Downtime Defender was built specifically for that reality. PDF-based reports that clinicians can access without training. Local and cloud storage for redundancy. MEDITECH-native integration from a team that has been inside the platform for nearly three decades. And a cost structure that fits a community hospital budget, not an enterprise one.

Anderson Hospital is proof that downtime preparedness does not require enterprise complexity. It requires a solution that understands your size, your workflows, and your constraints -- and delivers the right information to the right people when it matters most.

What Is the Best MEDITECH Downtime Solution for a Small Community Hospital?

The best MEDITECH downtime solution for a small community hospital is one that matches the facility's IT staffing, budget, and operational workflow. For hospitals in the 50-200 bed range running MEDITECH Expanse or earlier platforms, solutions like Downtime Defender provide PDF-based access to patient medication lists, allergy information, lab results, and clinical notes during EHR outages. Unlike enterprise-scale downtime platforms that require dedicated infrastructure and specialized IT staff, purpose-built solutions store downtime reports locally and in the cloud, giving clinicians immediate access without additional training or system complexity.

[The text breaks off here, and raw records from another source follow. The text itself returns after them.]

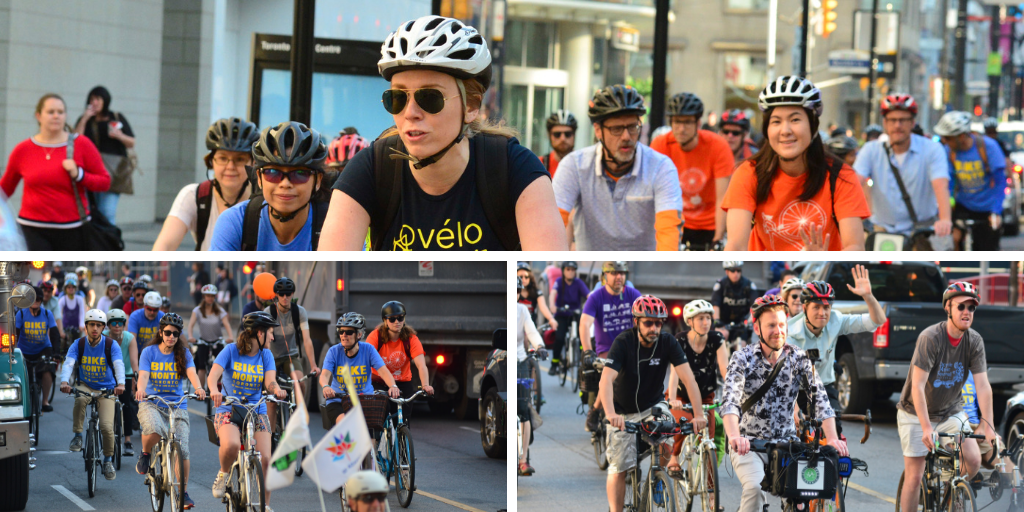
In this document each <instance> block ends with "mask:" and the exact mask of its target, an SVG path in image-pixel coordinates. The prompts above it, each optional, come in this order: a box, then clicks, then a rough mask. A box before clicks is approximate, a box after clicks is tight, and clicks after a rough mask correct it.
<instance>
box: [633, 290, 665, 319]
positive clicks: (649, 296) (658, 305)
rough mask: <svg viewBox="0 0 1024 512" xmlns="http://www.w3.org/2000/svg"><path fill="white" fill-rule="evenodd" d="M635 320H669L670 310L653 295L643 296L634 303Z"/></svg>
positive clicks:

Frequently Asked Questions

How does Downtime Defender work with MEDITECH Expanse during an outage?

Downtime Defender generates PDF-based downtime reports from data across the MEDITECH Expanse EHR on a scheduled basis and stores them both locally and in the cloud. When an outage occurs, clinicians access these pre-generated reports to view patient medication lists, allergy information, recent lab results, and clinical documentation without needing to interact with the EHR or learn a new system.

What makes Downtime Defender different from enterprise downtime solutions?

Enterprise downtime platforms are designed for large health systems with dedicated IT infrastructure teams and significant capital budgets. Downtime Defender is purpose-built for community hospitals with lean IT teams and limited budgets. Instead of requiring a parallel clinical environment, it delivers patient information as accessible PDF documents, eliminating the need for specialized infrastructure, extended deployments, or ongoing maintenance overhead.

How long does it take to implement Downtime Defender at a community hospital?

Implementation timelines for Downtime Defender are significantly shorter than enterprise alternatives because the solution does not require standing up parallel infrastructure or extensive clinical workflow redesign. The PDF-based approach and native MEDITECH integration through Acmeware's Alliance Collaborator status mean the solution works within existing systems rather than alongside them.